In 1984, a considerable amount of new data added to the evidence for a retroviral etiology for AIDS. Researchers at the National Institutes of Health reported the isolation of a cytopathic T-lymphotropic virus from 48 different people, including 18 of 21 with pre-AIDS, three of four clinically normal mothers of children with AIDS, 26 of 72 children and adults with AIDS, and one (who later developed AIDS) of 22 healthy homosexuals (Gallo et al., 1984). The virus, named HTLV-III, could not be found in 115 healthy heterosexual subjects.

Antibodies reactive with HTLV-III antigens were found in serum samples of 88 percent of 48 patients with AIDS, 79 percent of 14 homosexuals with pre-AIDS, and fewer than 1 percent of hundreds of healthy heterosexuals (Sarngadharan et al., 1984).

Shortly thereafter, the researchers found that 100 percent (34 of 34) of AIDS patients tested were positive for HTLV-III antibodies in a study in which none of 14 controls had antibodies (Safai et al., 1984b).

In a study in the United Kingdom reported later that year, investigators found that 30 of 31 AIDS patients tested were seropositive for HTLV-III antibodies, as were 110 of 124 individuals with persistent generalized lymphadenopathy (Cheingsong-Popov et al., 1984). None of more than 1,000 blood donors selected randomly had antibodies to HTLV-III in this study.

During the same time period, HTLV-III was isolated from the semen of patients with AIDS (Zagury et al., 1984, Ho et al., 1984), findings consistent with the epidemiologic data demonstrating AIDS transmission via sexual contact.

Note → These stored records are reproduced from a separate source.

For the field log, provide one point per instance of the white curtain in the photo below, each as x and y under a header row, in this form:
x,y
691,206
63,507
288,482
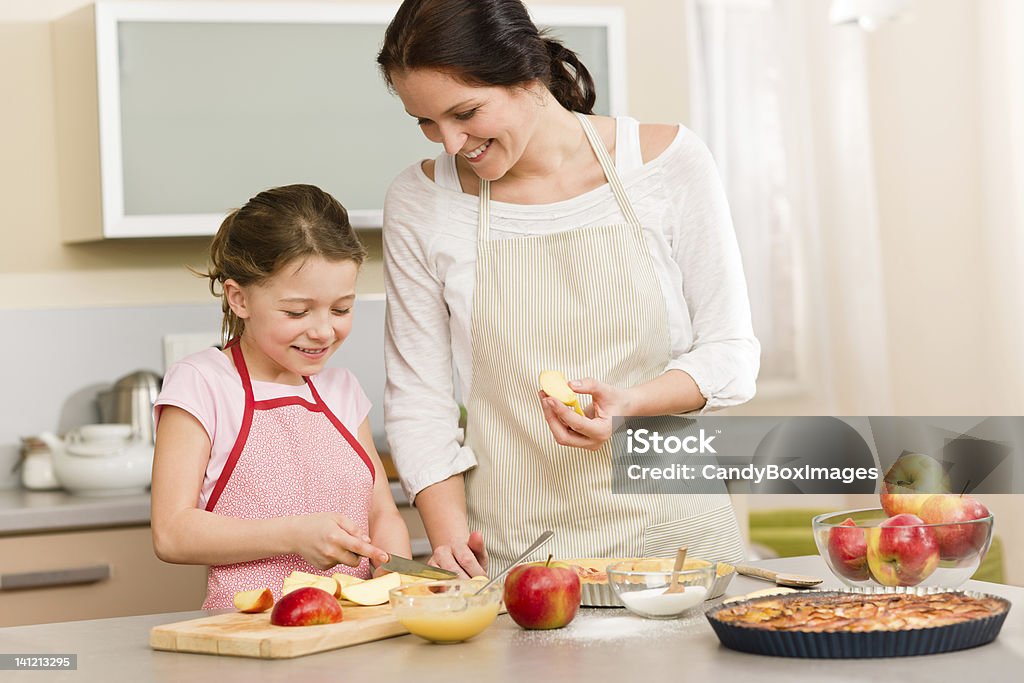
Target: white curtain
x,y
780,96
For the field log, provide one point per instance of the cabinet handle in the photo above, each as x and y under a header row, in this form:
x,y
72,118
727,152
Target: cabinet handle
x,y
49,578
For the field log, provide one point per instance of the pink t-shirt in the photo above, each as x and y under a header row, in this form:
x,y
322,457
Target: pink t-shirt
x,y
208,386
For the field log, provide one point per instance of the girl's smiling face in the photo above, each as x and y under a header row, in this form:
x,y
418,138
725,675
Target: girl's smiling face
x,y
488,126
295,321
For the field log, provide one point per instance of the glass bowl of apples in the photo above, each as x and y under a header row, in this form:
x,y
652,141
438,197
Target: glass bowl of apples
x,y
649,588
446,611
940,542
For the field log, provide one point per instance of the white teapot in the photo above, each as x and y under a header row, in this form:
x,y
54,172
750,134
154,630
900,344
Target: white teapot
x,y
101,460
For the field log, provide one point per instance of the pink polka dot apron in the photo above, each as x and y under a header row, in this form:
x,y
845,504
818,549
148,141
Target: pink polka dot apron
x,y
291,458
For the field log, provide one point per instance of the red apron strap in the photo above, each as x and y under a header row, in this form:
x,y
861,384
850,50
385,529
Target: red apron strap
x,y
247,421
352,441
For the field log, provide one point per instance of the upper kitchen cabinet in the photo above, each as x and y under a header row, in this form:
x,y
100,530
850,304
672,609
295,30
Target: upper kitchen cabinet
x,y
171,114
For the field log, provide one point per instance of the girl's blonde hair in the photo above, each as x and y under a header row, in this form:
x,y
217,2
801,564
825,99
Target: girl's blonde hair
x,y
272,229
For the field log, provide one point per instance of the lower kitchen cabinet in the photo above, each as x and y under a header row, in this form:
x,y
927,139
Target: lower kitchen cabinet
x,y
91,574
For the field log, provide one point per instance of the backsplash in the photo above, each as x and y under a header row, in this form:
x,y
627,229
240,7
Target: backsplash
x,y
56,360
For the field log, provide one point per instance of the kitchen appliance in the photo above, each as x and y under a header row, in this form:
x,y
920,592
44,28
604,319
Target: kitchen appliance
x,y
130,401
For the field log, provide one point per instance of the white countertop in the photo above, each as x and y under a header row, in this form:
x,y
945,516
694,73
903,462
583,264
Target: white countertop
x,y
601,644
25,511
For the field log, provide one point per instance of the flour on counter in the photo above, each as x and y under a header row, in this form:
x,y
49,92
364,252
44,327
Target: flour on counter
x,y
614,626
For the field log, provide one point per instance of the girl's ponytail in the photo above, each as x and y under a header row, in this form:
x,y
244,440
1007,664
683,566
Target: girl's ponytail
x,y
570,83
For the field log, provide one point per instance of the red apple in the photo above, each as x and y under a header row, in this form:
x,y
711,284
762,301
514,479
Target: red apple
x,y
901,552
542,595
848,551
955,541
306,606
909,481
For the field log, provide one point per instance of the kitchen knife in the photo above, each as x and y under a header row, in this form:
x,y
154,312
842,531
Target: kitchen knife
x,y
414,568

Researchers in San Francisco subsequently reported the isolation of a retrovirus they named the AIDS-associated retrovirus (ARV) from AIDS patients in different risk groups, as well as from asymptomatic people from AIDS risk groups (Levy et al., 1984). The researchers isolated ARV from 27 of 55 patients with AIDS or lymphadenopathy syndrome; they detected antibodies to ARV in 90 percent of 113 individuals with the same conditions. Like HTLV-III and LAV, ARV grew substantially in peripheral blood mononuclear cells and killed CD4+ T cells. The same group subsequently isolated ARV from genital secretions of women with antibodies to the virus, data consistent with the observation that men could contract AIDS following contact with a woman infected with the virus (Wofsy et al., 1986).

During the same period, HTLV-III and ARV were isolated from the brains of children and adults with AIDS-associated encephalopathy, which suggested a role for these viruses in the central nervous system disorders seen in many patients with AIDS (Levy et al., 1985; Ho et al., 1985).

By 1985, analyses of the nucleotide sequences of HTLV-III, LAV and ARV demonstrated that the three viruses belonged to the same retroviral family and were strikingly similar (Wain-Hobson et al., 1985; Ratner et al., 1985; Sanchez-Pescador et al., 1985). In 1986, the International Committee of Viral Taxonomy renamed the viruses the human immunodeficiency virus (HIV) (Coffin et al., 1986).